The Canadian-born Edugyan’s unrelenting debut finds life—first and second—somber and bleak.
Samuel Tyne is an émigré from Ghana (he prefers the old name, Gold Coast) whose midlife crisis is aggravated by a stifling civil service job in Calgary, under the thumb of two bureaucrats he aptly nicknames Dombey and Son. At home, the atmosphere is even more fraught. Samuel and his wife Maud display less mutual tolerance than their warring ancestral tribes. Their twin 12-year-old daughters, Yvette and Chloe (indistinguishable even to their parents), are bad-seed prodigies. A surprise inheritance from Samuel’s estranged uncle Jacob—a dilapidated farmhouse in the small Alberta town of Aster, once settled by African-Americans from Oklahoma—offers respite, but not for long.

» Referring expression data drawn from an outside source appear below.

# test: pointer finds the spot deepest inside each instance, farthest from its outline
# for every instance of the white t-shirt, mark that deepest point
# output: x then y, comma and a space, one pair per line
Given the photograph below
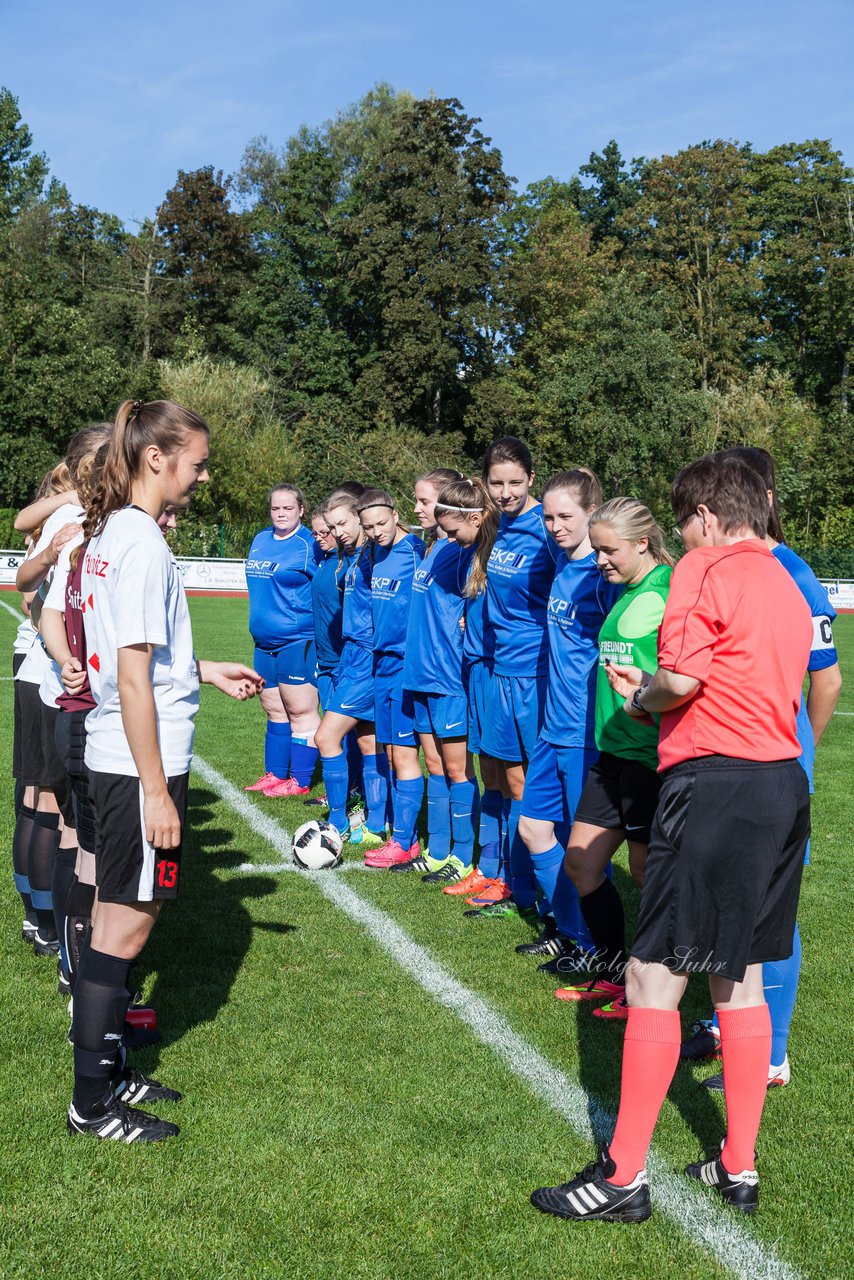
37, 667
133, 594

No sooner does Samuel reinvent himself as an electronics repair-shop owner and early computer hardware developer (it’s 1968) than the twins rev up the RPMs on their continuous destructive loop. The duo defies all civilizing influences, even the friendship of schoolmate Ama, whom their parents have brought to Aster for the summer. On the social front, neighbor Saul Porter, the last Oklahoman settler and a reputed warlock, is pushing Samuel’s boundaries in more than the real estate sense. Ray and Eudora Frank, the Tynes’ first allies in Aster, have divided loyalties and ulterior motives. Although Edugyan’s spare prose, visceral images, and unfussy dialogue create a suitably ominous atmosphere, the plot advances haltingly and predictably. The family turmoil at the core of the story is more often summarized than shown, and the twins’ berserk behavior is too robotic to impart true horror to their intended role as engineers of the fall of the house of Tyne. Ama takes on an importance unjustified by her wan presence because the novel needs an Ishmael, and she’s it. The close, however, stark in its avoidance of redemptive bromides, is astonishingly moving.
A talented author to watch as her narrative technique matures.